Most of the e-skin sensors do not require the resolution and performances of conventional microsensors. Once disposable e-skin sensors become the fabrication target, printing can be a solution for low-cost and mass production of such devices. The printing techniques are also suitable for exploring new avenues for materials processing and for developing sensors and systems on even non-planar surfaces. It is acknowledged that such outcomes are reached with difficulty via the conventional wafer-based fabrication techniques[43].The most frequently used methods for printing on flexible substrates are screen printing [44], inkjet printing [45], gravure printing[46] ,and air-jet printing[47] .Certain applications use e‐skin with a specific appropriate curvature to be further attached to the corresponding 3D structure, or e‐skin fabricated onto a 3D surface. 3D printing of sensors, antennas and conductive traces are promising. For instance, Huang et al [48] mentioned a 3D printed tactile sensor of an elastomer made of graphene and PDMS, Adams et al [49] presented a 3D printed antenna made of silver nanoparticle, and Valentine et al [50] presented PCB conductive flexible traces made of highly-stretchable thermoplastic polyurethane (TPU) and silver flakes.
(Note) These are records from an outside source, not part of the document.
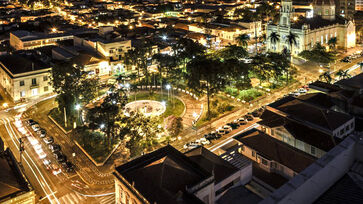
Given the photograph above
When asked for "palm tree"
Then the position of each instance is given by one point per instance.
(274, 38)
(332, 43)
(243, 40)
(343, 74)
(325, 77)
(291, 39)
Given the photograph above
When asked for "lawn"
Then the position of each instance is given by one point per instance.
(94, 144)
(174, 106)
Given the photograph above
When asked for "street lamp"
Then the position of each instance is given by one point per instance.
(168, 88)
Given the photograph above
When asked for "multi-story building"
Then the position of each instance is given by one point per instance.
(271, 154)
(359, 5)
(23, 75)
(346, 8)
(169, 176)
(25, 40)
(319, 29)
(15, 188)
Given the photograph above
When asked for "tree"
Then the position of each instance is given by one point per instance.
(142, 132)
(242, 40)
(274, 38)
(291, 39)
(107, 115)
(326, 77)
(174, 125)
(73, 86)
(332, 43)
(343, 74)
(231, 52)
(186, 49)
(318, 54)
(205, 75)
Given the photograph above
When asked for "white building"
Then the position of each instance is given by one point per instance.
(24, 76)
(319, 28)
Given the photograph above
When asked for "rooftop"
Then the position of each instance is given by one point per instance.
(11, 180)
(212, 163)
(163, 175)
(309, 114)
(355, 82)
(273, 149)
(301, 132)
(22, 62)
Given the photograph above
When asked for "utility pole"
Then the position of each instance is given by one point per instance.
(21, 149)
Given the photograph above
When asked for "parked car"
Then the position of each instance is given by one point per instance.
(42, 133)
(47, 163)
(202, 141)
(55, 169)
(54, 147)
(346, 59)
(222, 131)
(31, 122)
(233, 125)
(191, 145)
(248, 117)
(48, 140)
(61, 158)
(35, 127)
(302, 90)
(242, 121)
(68, 166)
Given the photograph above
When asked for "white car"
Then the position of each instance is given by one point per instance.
(302, 90)
(191, 145)
(222, 131)
(35, 127)
(228, 128)
(203, 141)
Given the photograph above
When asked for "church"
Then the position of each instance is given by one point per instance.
(318, 27)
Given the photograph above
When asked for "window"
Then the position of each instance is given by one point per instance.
(34, 81)
(34, 92)
(312, 150)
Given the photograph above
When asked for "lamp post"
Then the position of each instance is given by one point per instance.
(168, 88)
(78, 107)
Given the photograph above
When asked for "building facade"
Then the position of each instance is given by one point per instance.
(323, 26)
(32, 81)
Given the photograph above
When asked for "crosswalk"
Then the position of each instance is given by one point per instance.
(72, 198)
(107, 199)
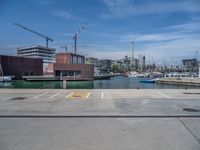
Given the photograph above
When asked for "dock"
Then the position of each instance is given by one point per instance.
(180, 81)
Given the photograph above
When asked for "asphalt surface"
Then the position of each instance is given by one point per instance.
(99, 119)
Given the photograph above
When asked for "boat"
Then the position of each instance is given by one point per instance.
(135, 75)
(148, 81)
(5, 78)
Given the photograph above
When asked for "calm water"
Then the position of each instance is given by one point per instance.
(115, 83)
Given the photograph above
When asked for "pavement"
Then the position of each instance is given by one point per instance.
(135, 119)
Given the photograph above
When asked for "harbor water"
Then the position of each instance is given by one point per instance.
(114, 83)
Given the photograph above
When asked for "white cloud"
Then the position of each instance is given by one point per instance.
(62, 14)
(46, 2)
(125, 8)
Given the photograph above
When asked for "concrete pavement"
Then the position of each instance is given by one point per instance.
(103, 119)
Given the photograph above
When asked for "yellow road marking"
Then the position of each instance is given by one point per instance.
(78, 94)
(70, 95)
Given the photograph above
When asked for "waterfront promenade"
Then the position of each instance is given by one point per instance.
(145, 119)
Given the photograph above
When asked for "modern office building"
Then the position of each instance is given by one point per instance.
(69, 66)
(190, 65)
(47, 54)
(20, 66)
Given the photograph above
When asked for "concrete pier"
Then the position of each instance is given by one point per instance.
(99, 119)
(180, 81)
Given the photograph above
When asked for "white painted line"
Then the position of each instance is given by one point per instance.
(70, 95)
(164, 95)
(102, 94)
(88, 95)
(37, 96)
(55, 95)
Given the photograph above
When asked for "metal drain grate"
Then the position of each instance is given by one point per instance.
(18, 98)
(191, 93)
(191, 110)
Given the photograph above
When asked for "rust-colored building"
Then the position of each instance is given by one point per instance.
(20, 66)
(71, 66)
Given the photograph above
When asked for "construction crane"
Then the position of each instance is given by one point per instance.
(41, 35)
(75, 36)
(65, 47)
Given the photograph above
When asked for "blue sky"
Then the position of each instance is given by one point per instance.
(163, 30)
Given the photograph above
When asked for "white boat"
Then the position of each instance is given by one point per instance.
(135, 75)
(5, 78)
A recent trend in e-skin fabrication is based on mask-free and chemical-free methods, which employ a laser to prepare graphene and fabricate graphene-based electronic skins. Furthermore, Xiong et al [51] presented the technique of chemically derived graphene oxide (GO) preparation using laser, while Ye et al [52] reported further significant advances in mask-free created micro-patterns.

4. APPLICATIONS

      The e-skin sensors designed and developed nowadays measure variables like heart rate, blood oxygen saturation, glucose, or moisture and display them, sense capabilities of transparent [53] or semitransparent [54] layer-based devices extended for most of the sensing organs of the human body[55], to detect colorless and odorless gasses[56], vibration-, respiration-, sound- and pulse-changes[57] .The analysis of biomarkers and stimuli signals occurs in a network of e-skin sensors. For instance, flexible sensor tag kits can monitor the surface temperature long-term and non-invasively for a precise diagnostics and feedback treatment[58]. Various requirements in terms of performance and multiple functions for dedicated sensing features are met by the array structures of biomaterials systems and conventional or hybrid polymers grown on top of flexible and stretchable substrates[59]. Active matrix temperature sensor arrays [60], or passive sensors for temporary implants [61], are characterized by excellent sensitivity and stretchable reversibility. Thin-film materials deposition [62], and additive material deposition [63], can be done onto different substrates to enable sensing functions for precise physical quantities measurements as skin surface temperature changes. For such e-skin-mimic sensors alike, it is necessary to increase the sensitivity and the resolution, reduce the detection limit, and expand the monitoring range, (i.e. to recognize temperature changes as small as 0.02° C [64]).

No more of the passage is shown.